L'album è pieno di riferimenti alla questione "fama", anche se il tutto viene circonfuso da sottile quanto amara ironia. Il titolo che era stato scelto in origine era "I Hate Myself And I Want To Die", ma poi venne modificato: Cobain disse che la gente non lo avrebbe capito, in quanto sarebbe stato un titolo del tutto ironico: si sentiva già uno stereotipo del rock 'n roll, a cui, come nella tradizione, non doveva mancare una tragica morte per overdose. Evidentemente, l'unico modo per superare lo stereotipo gli sembrò aderire allo stereotipo stesso.... Il suo suicidio fu un gesto ironico in fondo, seppur tragico, e allo stesso tempo, l'unica via d'uscita, di catarsi, l'unico espediente capace di annullare ogni cosa, di riportare tutto ad una primeva situazione di purezza: quella appunto rievocata dal titolo scelto in definitiva.

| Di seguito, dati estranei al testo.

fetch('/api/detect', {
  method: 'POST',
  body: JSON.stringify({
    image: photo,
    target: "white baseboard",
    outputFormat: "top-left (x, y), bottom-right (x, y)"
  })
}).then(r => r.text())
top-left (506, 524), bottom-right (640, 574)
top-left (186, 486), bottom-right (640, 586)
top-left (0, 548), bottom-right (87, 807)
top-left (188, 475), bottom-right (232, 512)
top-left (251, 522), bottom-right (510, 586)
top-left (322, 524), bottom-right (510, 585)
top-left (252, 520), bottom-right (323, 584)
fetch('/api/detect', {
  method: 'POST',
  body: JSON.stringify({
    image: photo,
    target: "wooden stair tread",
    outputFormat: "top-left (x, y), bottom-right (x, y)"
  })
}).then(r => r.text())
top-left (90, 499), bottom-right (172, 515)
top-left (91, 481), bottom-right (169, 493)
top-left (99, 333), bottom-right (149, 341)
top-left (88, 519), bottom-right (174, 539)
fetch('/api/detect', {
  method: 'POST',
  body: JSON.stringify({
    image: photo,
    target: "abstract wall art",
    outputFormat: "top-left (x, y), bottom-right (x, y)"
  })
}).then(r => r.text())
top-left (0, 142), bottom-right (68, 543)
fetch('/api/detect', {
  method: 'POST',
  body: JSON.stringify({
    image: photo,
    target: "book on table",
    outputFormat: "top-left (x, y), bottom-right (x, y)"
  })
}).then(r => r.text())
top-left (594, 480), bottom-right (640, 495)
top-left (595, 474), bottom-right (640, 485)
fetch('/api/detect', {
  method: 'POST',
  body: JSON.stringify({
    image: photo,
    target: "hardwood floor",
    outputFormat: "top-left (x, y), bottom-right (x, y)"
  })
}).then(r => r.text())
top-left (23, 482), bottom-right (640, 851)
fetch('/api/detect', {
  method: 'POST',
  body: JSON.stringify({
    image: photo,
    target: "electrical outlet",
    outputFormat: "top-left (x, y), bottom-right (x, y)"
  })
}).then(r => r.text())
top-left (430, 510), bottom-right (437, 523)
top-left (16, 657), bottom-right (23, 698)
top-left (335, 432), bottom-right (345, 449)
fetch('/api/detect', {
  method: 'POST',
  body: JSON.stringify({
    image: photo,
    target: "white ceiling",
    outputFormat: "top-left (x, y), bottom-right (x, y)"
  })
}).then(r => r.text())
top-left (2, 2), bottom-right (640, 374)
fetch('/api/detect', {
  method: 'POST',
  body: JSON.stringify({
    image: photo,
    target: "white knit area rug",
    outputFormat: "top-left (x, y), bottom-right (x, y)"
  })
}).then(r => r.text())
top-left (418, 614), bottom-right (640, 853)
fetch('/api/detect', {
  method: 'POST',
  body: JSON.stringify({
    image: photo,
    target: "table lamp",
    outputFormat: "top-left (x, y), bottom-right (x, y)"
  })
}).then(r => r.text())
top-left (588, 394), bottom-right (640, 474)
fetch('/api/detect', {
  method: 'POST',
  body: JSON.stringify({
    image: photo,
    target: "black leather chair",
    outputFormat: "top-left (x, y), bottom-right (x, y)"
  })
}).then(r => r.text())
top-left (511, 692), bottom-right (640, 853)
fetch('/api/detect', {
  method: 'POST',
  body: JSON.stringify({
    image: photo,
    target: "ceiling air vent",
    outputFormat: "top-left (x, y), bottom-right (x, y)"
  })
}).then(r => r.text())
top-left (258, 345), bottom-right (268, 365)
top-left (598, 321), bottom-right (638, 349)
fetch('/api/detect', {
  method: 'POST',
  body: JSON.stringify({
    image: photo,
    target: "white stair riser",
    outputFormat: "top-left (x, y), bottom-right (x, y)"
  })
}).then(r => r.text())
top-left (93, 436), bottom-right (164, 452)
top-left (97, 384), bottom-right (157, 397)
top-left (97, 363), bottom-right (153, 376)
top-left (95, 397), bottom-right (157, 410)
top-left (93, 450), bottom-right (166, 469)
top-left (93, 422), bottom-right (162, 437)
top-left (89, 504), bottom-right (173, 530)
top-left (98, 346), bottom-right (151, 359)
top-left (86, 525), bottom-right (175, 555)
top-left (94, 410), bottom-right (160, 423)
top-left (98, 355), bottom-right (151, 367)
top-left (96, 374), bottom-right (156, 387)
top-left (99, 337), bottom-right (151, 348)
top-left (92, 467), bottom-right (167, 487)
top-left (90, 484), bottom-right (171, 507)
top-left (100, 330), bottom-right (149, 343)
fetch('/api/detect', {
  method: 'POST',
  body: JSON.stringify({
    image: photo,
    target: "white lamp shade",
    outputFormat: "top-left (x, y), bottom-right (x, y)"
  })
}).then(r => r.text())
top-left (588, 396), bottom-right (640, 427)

Dal punto di vista musicale, il disco si configura come l'estremo sviluppo del grunge, un genere, forse mai esistito e quanto mai ancorato al suo periodo di gloria, ma allo stesso tempo ne rappresenta il suo superamento. Lo schema è sempre quello: i Nirvana sono un gruppo punk-rock di base, che fonda la sua originalità nel servirsi delle molteplici esperienze musicali che hanno caratterizzato la storia del rock. E questo vale anche per il disco in questione, ma non completamente. Con "In Utero" infatti, ci troviamo di fronte ad un nuovo rock la cui raffinatezza si fonda, in alcuni casi, sulla sua estrema semplicità ("Pennyroyal Tea", "Dumb", "All Apologies"), in altri sull'estremo senso di straniamento tradotto da alcuni brani come "Milk It", "Tourette's", "Radio Friendly Unit Shifter": tranquillità e straniamento dunque, quasi ad imitazione dei moti interiori dell'animo, espressi da una chitarra distorta, cupa, molto più vicina al basso e ormai già molto lontana dai cliché del punk-rock.
È già post-rock quello di "In Utero", il vero "denial" dei Nirvana, un disco che rinnegando i meccanismi che avevano portato in auge il grunge, pone fine al movimento stesso, cosa che diverrà poi definitiva con la morte di Cobain, la cui esperienza musicale e di vita è perfettamente sintetizzata nel disco: autenticità, purezza, voglia di vivere...come un feto nell'utero di sua madre.